URL: https://www.crumbtopbaking.com/almond-flour-sugar-cookies/
Categories: Gluten Free, Desserts
Ingredients
- 2 cups (208g) fine blanched almond flour
- 1 tablespoon cornstarch
- 1/2 teaspoon baking soda
- 1/4 teaspoon fine sea salt
- 1/2 cup (113g) unsalted butter, room temperature
- 1/2 cup (110g) granulated sugar, plus 3 tablespoons for rolling
- 1 large egg, room temperature
- 1 teaspoon vanilla extract
- 2 tablespoons sprinkles (optional)
Instructions
- Preheat oven to 350F and line a large baking sheet with parchment paper.
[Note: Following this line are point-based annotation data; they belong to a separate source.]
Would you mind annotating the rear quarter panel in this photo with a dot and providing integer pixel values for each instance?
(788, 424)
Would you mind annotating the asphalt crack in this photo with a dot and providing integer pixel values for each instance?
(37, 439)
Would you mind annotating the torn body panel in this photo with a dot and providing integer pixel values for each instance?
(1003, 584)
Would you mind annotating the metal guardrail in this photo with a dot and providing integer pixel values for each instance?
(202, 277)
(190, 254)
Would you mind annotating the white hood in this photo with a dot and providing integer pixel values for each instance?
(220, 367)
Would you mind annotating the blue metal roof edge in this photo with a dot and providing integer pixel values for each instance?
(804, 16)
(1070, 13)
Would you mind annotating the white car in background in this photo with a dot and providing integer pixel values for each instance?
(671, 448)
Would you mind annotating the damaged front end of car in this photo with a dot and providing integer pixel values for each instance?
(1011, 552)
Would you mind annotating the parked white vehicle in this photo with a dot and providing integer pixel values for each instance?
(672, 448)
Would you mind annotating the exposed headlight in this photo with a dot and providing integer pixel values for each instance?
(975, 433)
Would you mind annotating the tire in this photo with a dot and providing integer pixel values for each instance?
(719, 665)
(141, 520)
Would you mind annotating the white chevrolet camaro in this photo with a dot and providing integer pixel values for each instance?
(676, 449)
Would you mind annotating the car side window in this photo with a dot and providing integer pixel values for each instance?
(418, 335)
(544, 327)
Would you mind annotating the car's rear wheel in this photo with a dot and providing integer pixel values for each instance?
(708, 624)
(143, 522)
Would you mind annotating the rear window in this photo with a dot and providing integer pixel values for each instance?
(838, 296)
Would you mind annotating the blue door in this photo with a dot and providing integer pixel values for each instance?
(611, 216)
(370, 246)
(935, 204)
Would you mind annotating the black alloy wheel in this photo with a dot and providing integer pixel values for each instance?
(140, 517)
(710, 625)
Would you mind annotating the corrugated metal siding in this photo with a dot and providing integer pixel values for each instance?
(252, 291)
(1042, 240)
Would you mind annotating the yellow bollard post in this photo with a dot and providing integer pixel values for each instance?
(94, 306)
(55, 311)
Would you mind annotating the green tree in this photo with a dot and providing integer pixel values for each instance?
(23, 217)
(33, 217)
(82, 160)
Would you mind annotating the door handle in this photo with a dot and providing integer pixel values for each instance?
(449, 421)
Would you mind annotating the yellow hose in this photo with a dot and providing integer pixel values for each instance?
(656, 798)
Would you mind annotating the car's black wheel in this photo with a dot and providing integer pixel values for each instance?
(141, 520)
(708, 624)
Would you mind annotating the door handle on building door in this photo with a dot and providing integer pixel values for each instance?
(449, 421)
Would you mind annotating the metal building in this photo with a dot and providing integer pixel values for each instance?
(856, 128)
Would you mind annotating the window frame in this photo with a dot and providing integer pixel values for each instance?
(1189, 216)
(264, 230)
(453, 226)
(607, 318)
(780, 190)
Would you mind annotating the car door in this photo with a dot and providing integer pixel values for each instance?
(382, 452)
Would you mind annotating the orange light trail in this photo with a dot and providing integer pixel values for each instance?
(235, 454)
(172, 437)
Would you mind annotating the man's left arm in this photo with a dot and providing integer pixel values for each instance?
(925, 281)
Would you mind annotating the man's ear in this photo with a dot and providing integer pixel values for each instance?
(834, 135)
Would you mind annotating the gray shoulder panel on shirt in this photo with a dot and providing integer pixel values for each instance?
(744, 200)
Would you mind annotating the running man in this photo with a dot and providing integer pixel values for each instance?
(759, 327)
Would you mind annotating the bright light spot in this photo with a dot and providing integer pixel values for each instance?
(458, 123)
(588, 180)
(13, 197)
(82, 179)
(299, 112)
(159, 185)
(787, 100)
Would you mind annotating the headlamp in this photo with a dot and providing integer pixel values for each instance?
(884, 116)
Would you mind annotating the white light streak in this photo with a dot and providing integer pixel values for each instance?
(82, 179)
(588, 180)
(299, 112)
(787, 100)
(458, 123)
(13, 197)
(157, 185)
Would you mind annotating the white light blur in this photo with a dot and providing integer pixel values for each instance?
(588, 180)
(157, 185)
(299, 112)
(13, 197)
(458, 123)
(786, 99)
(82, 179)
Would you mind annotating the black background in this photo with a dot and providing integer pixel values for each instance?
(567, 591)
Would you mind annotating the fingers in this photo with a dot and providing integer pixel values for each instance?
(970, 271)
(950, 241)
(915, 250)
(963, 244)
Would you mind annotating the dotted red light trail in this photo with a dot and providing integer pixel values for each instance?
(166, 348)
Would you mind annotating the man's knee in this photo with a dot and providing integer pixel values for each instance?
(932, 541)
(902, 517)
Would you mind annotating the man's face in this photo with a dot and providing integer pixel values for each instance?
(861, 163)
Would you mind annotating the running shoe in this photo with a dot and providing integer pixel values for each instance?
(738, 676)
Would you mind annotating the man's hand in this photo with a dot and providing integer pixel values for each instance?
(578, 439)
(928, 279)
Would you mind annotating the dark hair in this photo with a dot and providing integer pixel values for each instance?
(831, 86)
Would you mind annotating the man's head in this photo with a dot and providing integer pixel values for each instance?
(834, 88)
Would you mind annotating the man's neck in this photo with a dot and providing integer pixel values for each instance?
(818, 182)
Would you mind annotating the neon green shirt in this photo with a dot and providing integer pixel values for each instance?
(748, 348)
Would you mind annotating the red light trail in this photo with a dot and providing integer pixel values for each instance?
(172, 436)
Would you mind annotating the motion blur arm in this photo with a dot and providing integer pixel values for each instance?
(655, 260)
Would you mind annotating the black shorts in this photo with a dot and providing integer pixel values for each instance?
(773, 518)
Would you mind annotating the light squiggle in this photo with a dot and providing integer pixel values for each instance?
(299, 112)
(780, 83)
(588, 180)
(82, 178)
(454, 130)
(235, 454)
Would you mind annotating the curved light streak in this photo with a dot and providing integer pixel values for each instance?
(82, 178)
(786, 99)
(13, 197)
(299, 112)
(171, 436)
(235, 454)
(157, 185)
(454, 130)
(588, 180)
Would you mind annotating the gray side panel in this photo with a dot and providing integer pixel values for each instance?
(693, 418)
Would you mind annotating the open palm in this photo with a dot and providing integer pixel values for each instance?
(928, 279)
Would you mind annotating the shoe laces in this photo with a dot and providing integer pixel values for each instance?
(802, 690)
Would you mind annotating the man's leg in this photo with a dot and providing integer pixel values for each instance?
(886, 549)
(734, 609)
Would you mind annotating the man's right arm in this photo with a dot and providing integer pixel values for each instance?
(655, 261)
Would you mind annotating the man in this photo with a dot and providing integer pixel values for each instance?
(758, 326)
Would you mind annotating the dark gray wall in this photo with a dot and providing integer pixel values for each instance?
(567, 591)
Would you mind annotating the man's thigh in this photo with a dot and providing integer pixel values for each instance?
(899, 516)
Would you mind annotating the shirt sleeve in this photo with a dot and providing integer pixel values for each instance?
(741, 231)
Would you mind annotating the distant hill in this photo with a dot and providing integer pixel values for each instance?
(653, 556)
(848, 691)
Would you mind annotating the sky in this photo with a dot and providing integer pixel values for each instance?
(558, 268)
- In a medium-sized bowl, whisk together the almond flour, cornstarch, baking soda and salt.
- In a large mixing bowl, use an electric mixer to cream together the butter and sugar, stopping to scrape down the sides of the bowl as necessary. This will take about 2-3 minutes.
- Add the egg and vanilla and beat until combined.
- On low speed, gradually mix in the dry ingredients until just combined.
- Stir in the sprinkles (if using).
- Place the remaining 3 tablespoons of sugar in a small bowl.
- Use a 1.5 tablespoon cookie scoop to portion out the cookie dough. Roll into balls and then roll in the sugar.
- Arrange the cookie dough balls on the prepared baking sheet, about 2-3 inches apart. (I usually bake 8 per pan).
- Bake 9-11 minutes, or until the cookies are puffed up, crackled on top, and browning slightly around the bottom edges.
- Let cool on the pan for 10 minutes before transferring to a wire rack to cool completely.
- Repeat with remaining cookie dough.